そもそも情報を持ち出した市長は起訴には至っていないようです。ちょうどこの入札が行われたころ、この市長は2期目を目指す選挙で大敗しており、敗因となったのが、「テスラの高級車を公用車に導入」とか、「市長室のトイレの中にシャワー室を内緒で設置」しちゃったこと。はいはい、思い出しました。あの件に絡んだ事件だったのね。

ビッグモーター 損保ジャパン みんな知らぬ存ぜぬ

7/25、やっとビッグモーターの社長が会見に臨みました。会見の直前には、損保ジャパンがビッグモーターに対し、2011年から延べ37人の出向者を出していたことも報じられ、報道は一気に過熱。しかし、両社ともに不正が行われていたことについては知らぬ存ぜぬ。

損保ジャパン

37人ですかぁ。毎年のように3人程度の人材を供給していたことになりますね。金融機関であり、顧客の紹介元でもあるわけで、普通に考えればそれなりの立場で出向させていたはず。それでも不正に関しては認識できていなかったとのこと。

社長、副社長

副社長は会見に出席していませんでしたが、社長も不正に関してはまったく知らなかった。経営陣についても同様だとしていました。責任は全部現場に・・・。挙句に「従業員に対して器物損害の刑事告訴をする」なんて言葉も(会見終了間際に撤回したようですが)。

ガバナンス、コンプライアンスなど、内部統制が効いていなかったことを原因に、というか、そのせいにしていたけど、それって、取締役の最も重要な責務だからね。万が一本当に知らなかったとしても、責任は追及されますよ。知りうる立場の人達なんだから。任務懈怠というヤツです。

社長と、副社長(二代目バカ息子)が引責辞任するそうだけど、次の社長が現在の専務取締役?取締役の責務が果たせず、これからその責任を散々問われることになる人物を次の社長に、なんて発想してる時点で終わってます。

何もかも現場の責任で済ませようとしていることも含め、この会見、まさに燃え盛る火に燃料を投下してしまいました。これから当分メディアの良いエサになりそうです。

マイナカード返納 河野デジタル大臣の発言に見る不祥事への初期対応

全国でマイナカードの自主返納が急増していることに関して、「(自主返納が)増えているという人がいるが本当に微々たる数だ」とか、「返納したところで個人情報が消えるわけではない」などという、ちょっと驚きの発言が相次いでました。

初期対応(初動}の重要性

こうした発言を受け、ネット上などでは大炎上しているんだそう。
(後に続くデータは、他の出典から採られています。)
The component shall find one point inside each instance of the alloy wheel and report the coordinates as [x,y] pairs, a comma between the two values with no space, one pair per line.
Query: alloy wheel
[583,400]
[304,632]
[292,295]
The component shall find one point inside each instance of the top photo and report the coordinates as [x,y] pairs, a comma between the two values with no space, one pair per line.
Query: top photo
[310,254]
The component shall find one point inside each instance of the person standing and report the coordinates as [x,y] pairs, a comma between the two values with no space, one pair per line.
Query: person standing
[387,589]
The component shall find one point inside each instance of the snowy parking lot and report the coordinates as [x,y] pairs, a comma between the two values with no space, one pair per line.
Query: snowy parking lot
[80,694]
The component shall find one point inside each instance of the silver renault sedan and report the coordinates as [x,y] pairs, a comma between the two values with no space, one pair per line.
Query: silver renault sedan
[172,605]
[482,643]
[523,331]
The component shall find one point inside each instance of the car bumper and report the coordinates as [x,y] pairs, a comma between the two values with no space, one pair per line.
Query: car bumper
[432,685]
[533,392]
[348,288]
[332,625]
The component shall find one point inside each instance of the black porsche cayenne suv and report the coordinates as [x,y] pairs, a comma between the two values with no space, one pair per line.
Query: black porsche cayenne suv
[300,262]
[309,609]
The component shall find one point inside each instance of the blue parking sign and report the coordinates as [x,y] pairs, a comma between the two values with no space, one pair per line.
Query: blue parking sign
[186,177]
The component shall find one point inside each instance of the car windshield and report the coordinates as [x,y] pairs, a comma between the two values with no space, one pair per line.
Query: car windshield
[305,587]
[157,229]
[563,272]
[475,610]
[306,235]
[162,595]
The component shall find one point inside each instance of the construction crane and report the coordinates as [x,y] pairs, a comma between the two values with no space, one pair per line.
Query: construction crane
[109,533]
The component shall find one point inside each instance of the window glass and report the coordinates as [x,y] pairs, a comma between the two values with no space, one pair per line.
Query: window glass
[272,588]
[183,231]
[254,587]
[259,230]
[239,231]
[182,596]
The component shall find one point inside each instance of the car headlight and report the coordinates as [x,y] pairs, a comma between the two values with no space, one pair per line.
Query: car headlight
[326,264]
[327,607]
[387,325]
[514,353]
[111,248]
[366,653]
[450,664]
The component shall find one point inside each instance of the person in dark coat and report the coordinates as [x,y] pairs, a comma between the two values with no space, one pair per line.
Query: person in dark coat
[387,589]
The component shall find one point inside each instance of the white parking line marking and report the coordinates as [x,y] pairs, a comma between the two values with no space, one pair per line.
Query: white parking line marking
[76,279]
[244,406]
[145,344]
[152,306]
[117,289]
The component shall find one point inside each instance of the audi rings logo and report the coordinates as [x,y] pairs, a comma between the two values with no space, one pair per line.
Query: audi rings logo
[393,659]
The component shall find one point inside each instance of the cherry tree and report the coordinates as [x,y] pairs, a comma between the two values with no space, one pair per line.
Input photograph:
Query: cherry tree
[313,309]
そりゃそうだよね。大臣の発言からは、自主返納に込められた国民のメッセージにしっかり耳を傾けるという姿勢は微塵も感じられません。これと似たようなことが上場大企業で起きたら、その時あなたが同社の社長だったら、どう対応するでしょう。

自主返納を決めた国民は、自身の個人情報が適切に扱われない可能性を心配しているわけです。「返納したところで個人情報が消えるわけではない」みたいな発言は、「個人情報を人質に取っているから無駄なことはやめなさい。」、と聞こえてしまいますよね。

「自主返納された皆さんは自身の個人情報が適切に管理されていないことを心配されていると思われます。自主返納を申し出られた方につきましては、同情報が登録されているシステム等からすべての情報を削除するよう指示を出したところであります」。

これが正しい初期対応でしょうか。そのうえで、登録情報のチェックなど、取るべき対応を現在進めておりますので、もうしばらく時間をいただきたい、といったお願いもしておくべきでした。国民(顧客)の立場ではなく、上から目線で理屈を述べるような対応は、絶対にダメです。この人は政治家や経営者に向いてませんね。

もちろん、どこかの中古車販売業者のように、不祥事に関して経営者がなしのつぶて、、、なんてのも論外ですが。

株式会社アルデプロ 社外調査委員会を設置

株式会社アルデプロは7/19、「社外調査委員会の設置に関するお知らせ」を公表しました。過去の特定の取引に関連して、外部の指摘により、貸付債権に係る貸倒引当金の計上、取引先の連結子会社該当性等に関する疑義等が判明したということです。

株式会社アルデプロ

アルデプロは、有効活用されていない中古マンションや商業ビル、オフィスビルなどの不動産を自社で取得し、再生・販売する再活事業と、旧耐震ビルの権利調整を手掛ける再開発アジャストメント事業を展開する東証スタンダード上場企業です。

何が起きてるのか

外部の指摘というのは、やはり税務当局でしょうかね。開示されたのは、「貸付債権に係る貸倒引当金の計上」と、「取引先の連結子会社該当性等に関する疑義等」という2点のみ。かつ、その詳細については一切説明されていません。

その売上って実質的には連結子会社(よくあるのは取締役が実質的に経営する会社)に対するものだから、売上に計上するのはおかしいでしょ。とか、でもってその売上、もう焦げ付いてるじゃない、、、みたいな話でしょうかね。

同社の主要業務の一つである再開発アジャストメント事業。これって、耐震性に問題あるビルの居住者に出て行ってもらう調整をするんでしょうから、なかなかに際どいことが起こりそうなお仕事かもしれません。バブルのころには地上げ屋なんてのがよく話題になりましたよね。さてさて、どんな展開になるのでしょう。

中古車販売会社「ビッグモーター」 大手損保各社に保険金を不正請求

中古車販売会社の「ビッグモーター」が故意に車に傷をつけるなどして修理代を水増しし、大手損保各社に保険金を不正に請求していたという話。少しづつ全容が見えてきましたね。「買取台数6年連続日本一」とか、超高額買取みたいなCM流してるあの会社です。

ビッグモーター

この会社、山口県岩国市で創業し、関西では有名だったハナテンなどをグループ傘下に収め、成長してきた企業なんですね。大阪の人ならハナテン知らない人いないと思います。ハナテンって、放出って書くんですよ。実際に放出と書いてハナテンと読む地名が大阪にあるんです。

不正の概要

故意に車を傷つけるなどして、損害保険会社に修理代を水増し請求していたということで、5年以上前から行われていた可能性が高いんだそうです。その手口はというと。車の損傷箇所を増やすために、靴下にゴルフボールを入れて振り回してぶつけたり、工具のドライバーを使ってひっかいたり。不必要な部品交換や、塗装の品質を実際より高く偽る、などなど。

これって損保会社が被害者で、車を高く売りに来る人には被害なし。と、言わんばかりに例のCMはその後もバンバン流されています。けど、そんな高い買取が実現できてるのは、その裏で損保会社に補填させていたからってこと。車を売る人もその辺りは理解しないとね。

もう一つ、この件では被害者になってる損保各社も、私鉄大手の東急グループ向けの火災保険料を事前に調整した疑いで、大手損保4社が金融庁から報告徴求命令を受けてたりします。談合ですね。何なんでしょうね、この不正の連鎖は。